General Motors Company (NYSE:GM) has approved one more death claim under its ignition-switch compensation program, raising to 36 the total number of such claims for this week, up from 35 cases the previous week. The company has established the GM Ignition Compensation Claims Resolution Facility to compensate for injuries or fatalities resulting from accidents due to faulty ignition switches in the vehicles it manufactured and sold the past years.
The program, under the administration of lawyer Kenneth Feinberg. has started accepting claims since August 1 and has received a total number of 2215 claims for injuries and deaths as of Monday. Of these claims, 229 account for deaths, 142 for serious injuries, and 1184 for light injuries that required hospital stay. The program has qualified 36 death claims, 5 serious injuries claims, and 39 others as eligible for compensation. 1081 of the claims are not documented, 463 either have insufficient or have no proper documentation, 236 are deemed as ineligible, while 375 are currently under review. Of the 229 death claims, 33 have been found to be ineligible, 74 are insufficient, while 51 are not documented. Claimants have until January 31 next year to file for claims under the program.
The program is being run even as General Motors Company (NYSE:GM) is trying to convince car owners to bring their cars to dealers for replacement with a new ignition switch. Clarence Ditlow of the Center for Auto Safety has commended GM’s efforts to trace car owners in order to make them avail of the ignition switch replacement.
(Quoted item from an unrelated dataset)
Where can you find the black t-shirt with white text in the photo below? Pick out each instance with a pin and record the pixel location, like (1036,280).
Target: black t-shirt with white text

He also told Feinberg in a letter to exhaust all efforts in scouring federal records to assess if accidents involving the recalled vehicles are the result of the defective ignition switch.
General Motors Company (NYSE:GM) has set aside as amount of $400 million to cover the cost of compensation claims, but it estimates that the total cost can run up to $600 million. Prior to the program, the company has paid an amount of $35 million in fine to the National Highway Traffic Safety Administration on account of delayed safety recalls.